By Lehar Maan and Soham Chatterjee
BANGALORE (Reuters) - Infosys has enough senior managers to run the business even if more executives leave India's second-largest IT services exporter, its founder said on Saturday, after a spate of staff exits triggered concerns about a leadership vacuum.
N.R. Narayana Murthy played down the departure of at least 11 senior executives since he was brought back from retirement in June last year to help regain market share, saying some of them were low performers.
Infosys has for the first time picked an outsider Vishal Sikka, former senior executive at German software company SAP AG as CEO, as it seeks to boost sales of high-margin services and stem a staff exodus.
"We are confident that we have enough budding leaders to handle any eventuality of some more people leaving us," Murthy, who stepped down as the chairman of the company on Saturday, told an annual shareholders meeting.

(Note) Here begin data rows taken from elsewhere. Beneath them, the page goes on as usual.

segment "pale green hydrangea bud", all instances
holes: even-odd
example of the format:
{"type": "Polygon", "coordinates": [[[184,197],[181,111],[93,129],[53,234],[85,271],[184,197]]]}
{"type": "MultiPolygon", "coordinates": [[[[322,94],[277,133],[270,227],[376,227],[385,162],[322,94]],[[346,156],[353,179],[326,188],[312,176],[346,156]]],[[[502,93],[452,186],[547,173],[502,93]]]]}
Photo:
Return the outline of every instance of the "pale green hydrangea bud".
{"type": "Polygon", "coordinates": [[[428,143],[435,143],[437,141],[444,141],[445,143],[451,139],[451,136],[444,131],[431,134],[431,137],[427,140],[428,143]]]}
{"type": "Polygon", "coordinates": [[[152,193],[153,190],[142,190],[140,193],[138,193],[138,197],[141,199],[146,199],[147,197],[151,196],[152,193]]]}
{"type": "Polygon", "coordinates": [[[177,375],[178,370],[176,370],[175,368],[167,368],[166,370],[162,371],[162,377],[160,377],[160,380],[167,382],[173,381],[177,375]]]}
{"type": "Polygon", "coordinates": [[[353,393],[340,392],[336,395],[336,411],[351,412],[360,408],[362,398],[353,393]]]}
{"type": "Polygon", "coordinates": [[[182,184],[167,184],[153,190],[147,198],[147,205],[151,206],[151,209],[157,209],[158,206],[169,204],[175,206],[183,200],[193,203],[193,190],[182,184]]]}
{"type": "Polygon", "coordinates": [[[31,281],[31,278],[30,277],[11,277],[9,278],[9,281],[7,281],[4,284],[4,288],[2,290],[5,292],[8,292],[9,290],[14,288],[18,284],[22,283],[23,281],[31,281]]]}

The annualised rate of attrition at Infosys - the number of staff leaving or retiring - was a record 18.7 percent at end-March, 2.4 percentage points higher than a year earlier, out of a workforce of more than 160,000.

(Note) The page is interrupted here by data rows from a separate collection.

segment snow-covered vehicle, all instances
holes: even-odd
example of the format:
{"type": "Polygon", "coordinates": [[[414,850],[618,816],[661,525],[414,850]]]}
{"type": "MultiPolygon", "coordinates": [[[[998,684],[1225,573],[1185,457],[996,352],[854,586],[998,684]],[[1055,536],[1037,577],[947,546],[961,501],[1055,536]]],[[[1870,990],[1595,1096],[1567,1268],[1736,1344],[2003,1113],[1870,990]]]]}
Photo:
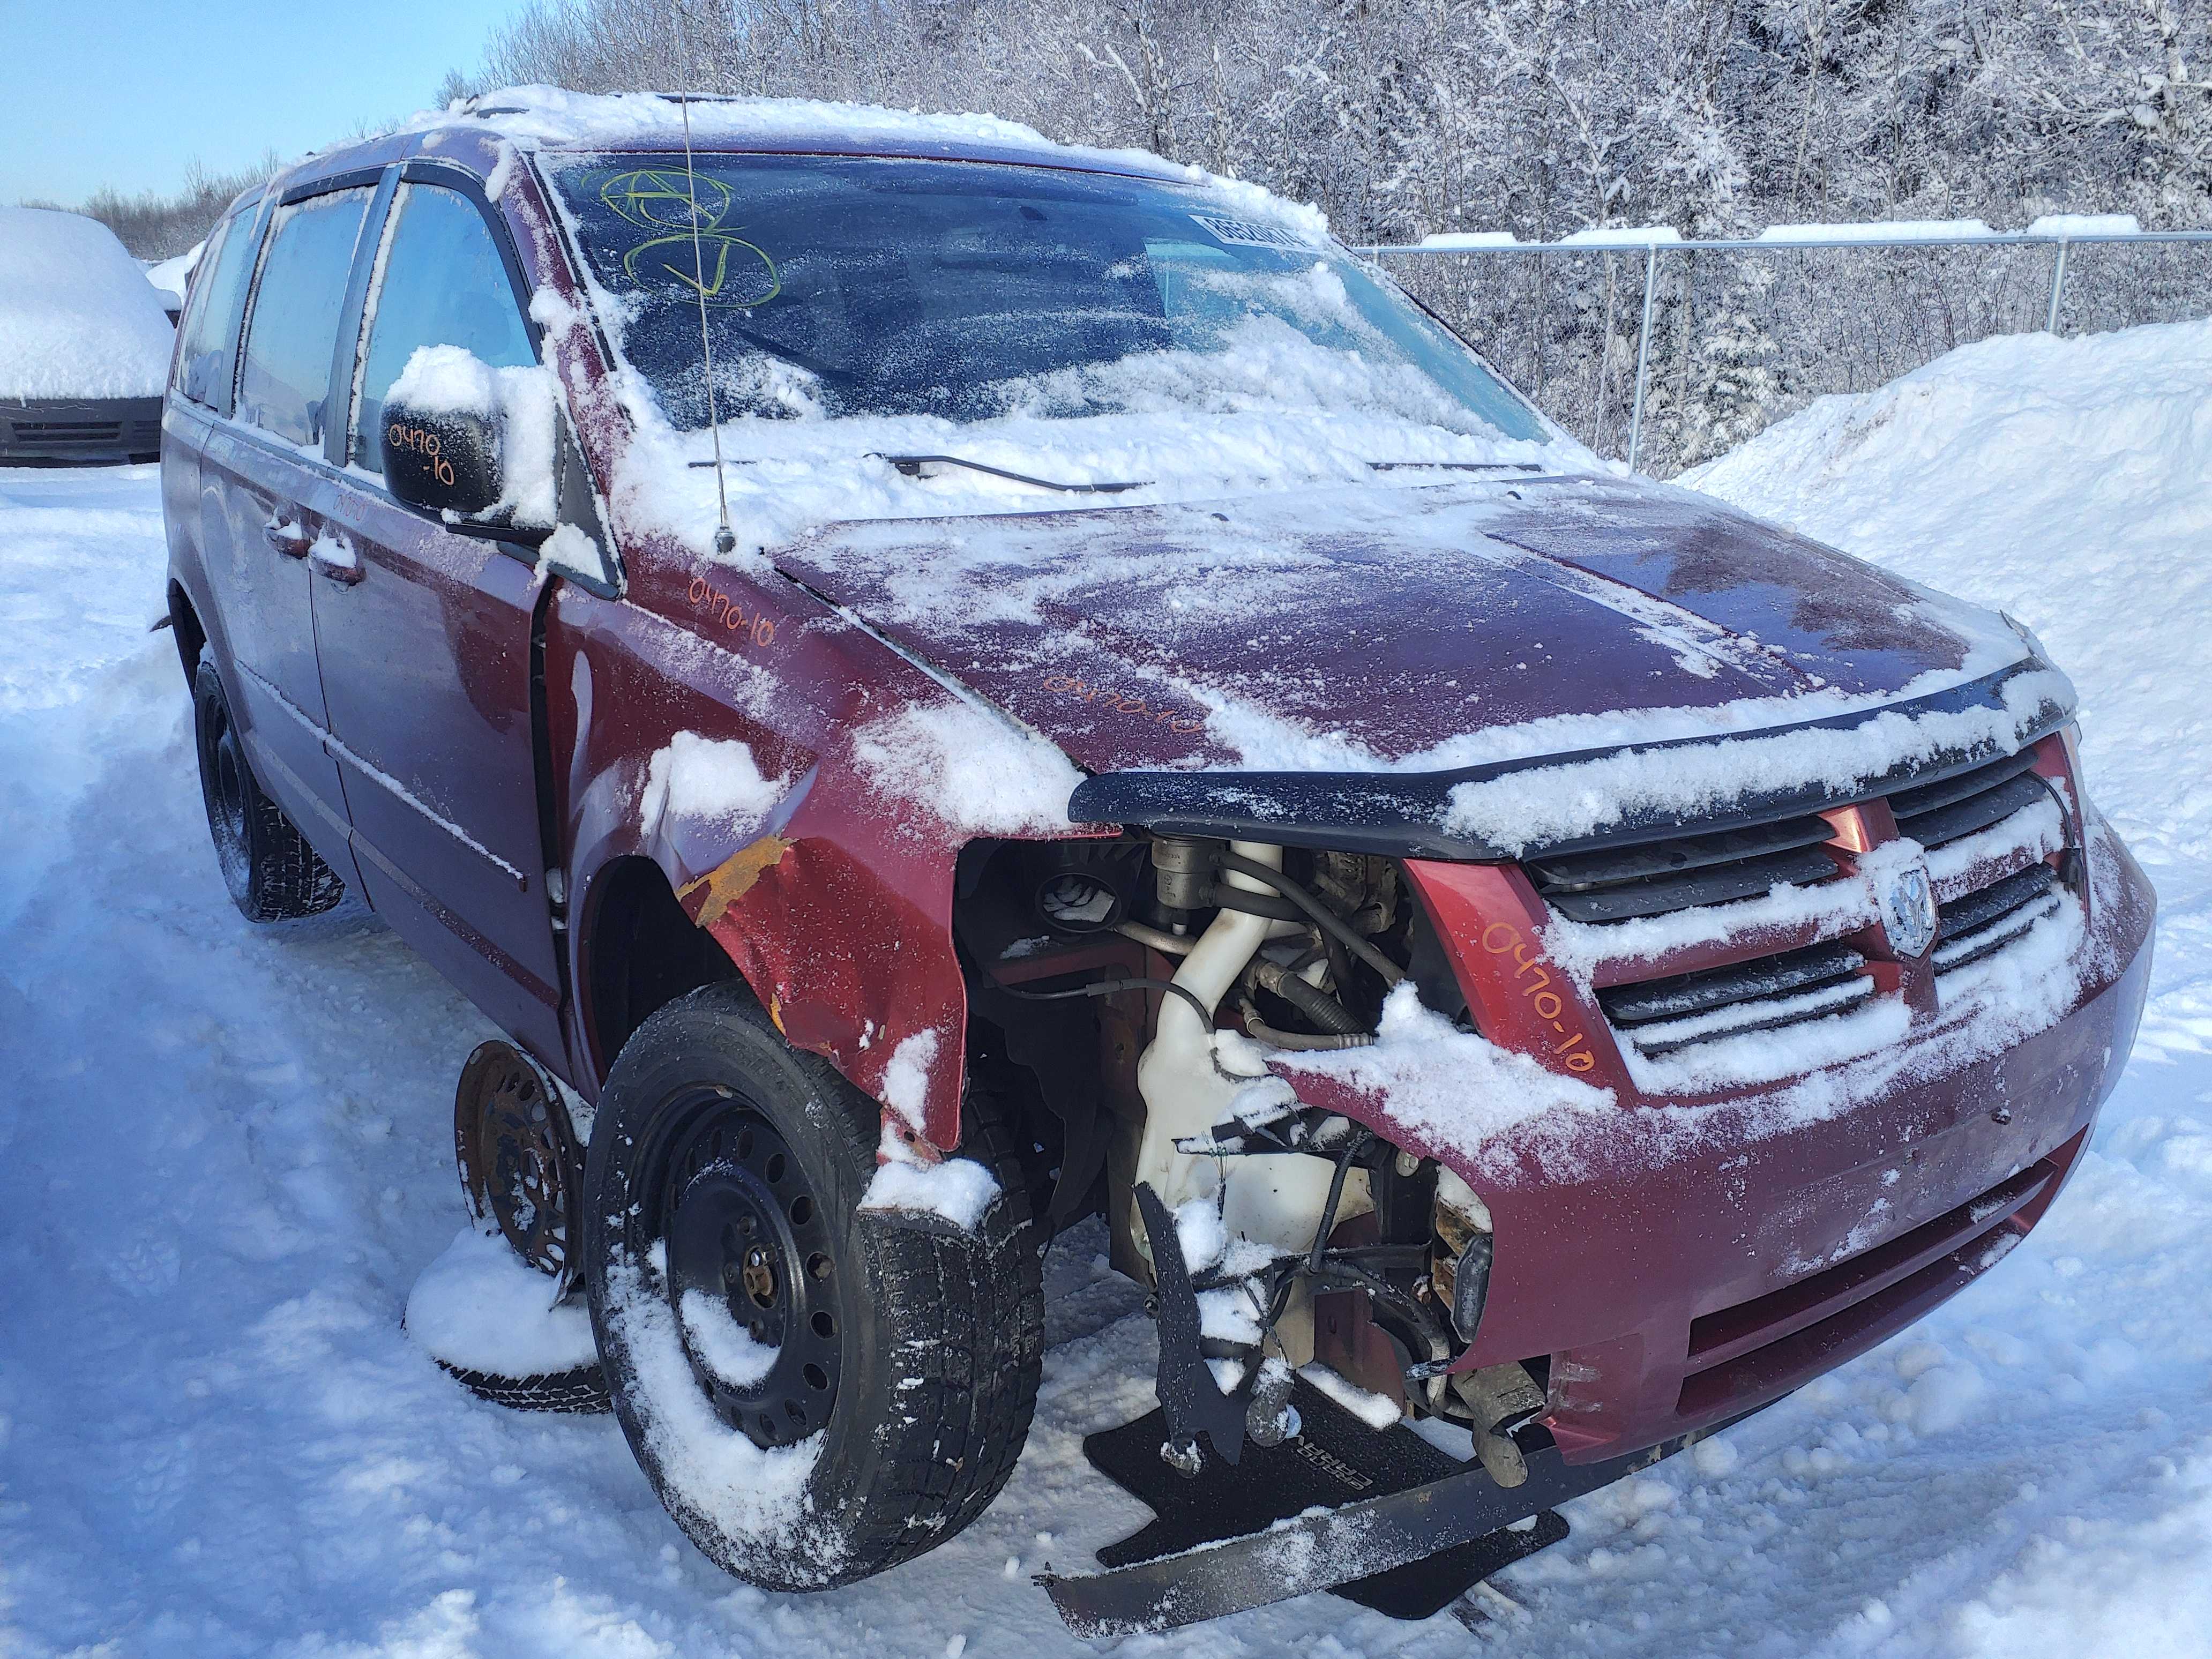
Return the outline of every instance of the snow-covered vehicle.
{"type": "Polygon", "coordinates": [[[2024,629],[1151,157],[477,100],[226,217],[163,490],[240,908],[513,1039],[462,1162],[590,1337],[448,1364],[757,1583],[981,1511],[1099,1216],[1160,1518],[1070,1622],[1437,1605],[1995,1262],[2141,1007],[2024,629]]]}
{"type": "Polygon", "coordinates": [[[175,342],[106,225],[0,207],[0,466],[154,459],[175,342]]]}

The departures included at least 11 top executives, some of whom were responsible for key business sectors at the company, which was founded by Murthy and six other engineers in 1981.
"Some had been identified as low performers by the external evaluation agency and the board. Some were evaluated to be low performers by senior management," Murthy said, playing down concerns of the management exodus on the company's growth.
SILVER BULLET
Infosys, a pioneer in India's $100 billion-plus outsourcing industry, was taking several steps to bolster innovation and tap new technologies, as "commoditisation" of the company's core IT outsourcing business increases, Murthy said.
Infosys, like its local rivals Tata Consultancy Services and Wipro, has relied for decades on labour-intensive, low-margin contracts from Western clients including Citigroup and BT Group Plc.
"The silver bullet for this company and this industry in the medium to long term will be how much of what we do today can be done faster and cheaper by employing intelligent software agents," he said.
Infosys shareholders are betting on Sikka, who will take over on Aug. 1 from current CEO S.D. Shibulal, to turnaround the company by tapping opportunities in new technology areas including cloud computing and mobility.
Sikka, 47, is considered to be an innovator in the global software industry. A computer scientist by training, he was key in developing and marketing SAP's flagship product, HANA, which helps firms analyse large amounts of data quickly.